As a perl (most of the time) programmer, I resent the fact that my web page is increasingly powered by php, but alas that’s where all these little toys come from nowadays. I’ve dabbled in php myself a little now, and it seems like a bearable language, although not one I’d actually want to write serious code in. Of course, with my colo going through.. pain recently, it’s tempting to restrict myself to a very simple subset of things, specifically, a subset of the stuff that the main box admin uses, because I know that it works and I don’t have to think about it.
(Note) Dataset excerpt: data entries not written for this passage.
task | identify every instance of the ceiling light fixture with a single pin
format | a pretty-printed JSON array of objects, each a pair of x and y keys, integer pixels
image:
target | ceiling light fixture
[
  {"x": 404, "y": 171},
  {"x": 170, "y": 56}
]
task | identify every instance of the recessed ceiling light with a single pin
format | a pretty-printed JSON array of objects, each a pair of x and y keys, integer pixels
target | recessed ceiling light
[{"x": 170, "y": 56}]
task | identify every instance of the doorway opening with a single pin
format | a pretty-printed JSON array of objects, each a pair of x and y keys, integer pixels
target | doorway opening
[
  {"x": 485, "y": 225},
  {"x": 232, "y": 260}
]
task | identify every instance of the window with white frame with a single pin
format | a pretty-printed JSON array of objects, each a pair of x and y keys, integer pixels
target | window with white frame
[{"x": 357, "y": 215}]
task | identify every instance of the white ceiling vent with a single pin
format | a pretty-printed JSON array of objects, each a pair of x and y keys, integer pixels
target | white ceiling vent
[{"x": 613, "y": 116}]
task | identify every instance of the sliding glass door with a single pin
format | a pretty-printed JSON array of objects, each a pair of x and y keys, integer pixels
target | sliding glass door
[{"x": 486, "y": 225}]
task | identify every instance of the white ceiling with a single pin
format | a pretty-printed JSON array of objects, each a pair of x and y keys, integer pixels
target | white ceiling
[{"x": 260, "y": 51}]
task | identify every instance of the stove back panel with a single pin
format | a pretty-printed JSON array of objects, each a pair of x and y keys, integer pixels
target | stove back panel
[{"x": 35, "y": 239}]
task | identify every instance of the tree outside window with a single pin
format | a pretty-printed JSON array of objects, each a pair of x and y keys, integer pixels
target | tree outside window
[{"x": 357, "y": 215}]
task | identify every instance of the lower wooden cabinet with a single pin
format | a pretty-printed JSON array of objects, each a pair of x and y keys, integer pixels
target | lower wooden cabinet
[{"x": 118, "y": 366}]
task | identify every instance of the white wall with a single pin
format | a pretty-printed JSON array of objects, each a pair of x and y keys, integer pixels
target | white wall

No more compiling weird perl/C modules on solaris as root with bizarre things tacked onto the end of my library path for me. The other colo has debian on it, which I like, but only 64 megs of memory, which I don’t. Hardware (even virtual hardware) sucks.
Of course, having got a gallery, I want to do things like have ‘5 most recent’ pictures on the front page of the site, and this is where things fall down a little. Noone else seems to want to do this stuff - I may end up subscribing to my own RSS feed, syndicating from one bit of my site to another, which seems disgustingly wasteful.
flickr
Posted 07 December 2004 in blog tagged with [flickr] [photos]
flickr is annoyingly slick. I messed around for a few hours trying to learn enough php to parse the RSS feed or use their API or something to get a list of recent photos on the page here, then I realised that there’s a page that just does all the work for you. You need to mess with javascript, but I can cope with that. Don’t I look silly now?
Also, I can get (atom? rssd+? Who cares?) feeds of anyone’s photostream, I can upload from my mobile via email from anywhere (leading to silly photos), I can just link to anything without having to explicitly share it… As has been said to me, these aren’t necessarily very clever features from a technical point of view, but it’s all about the workflow, innit? It’s so easy to use.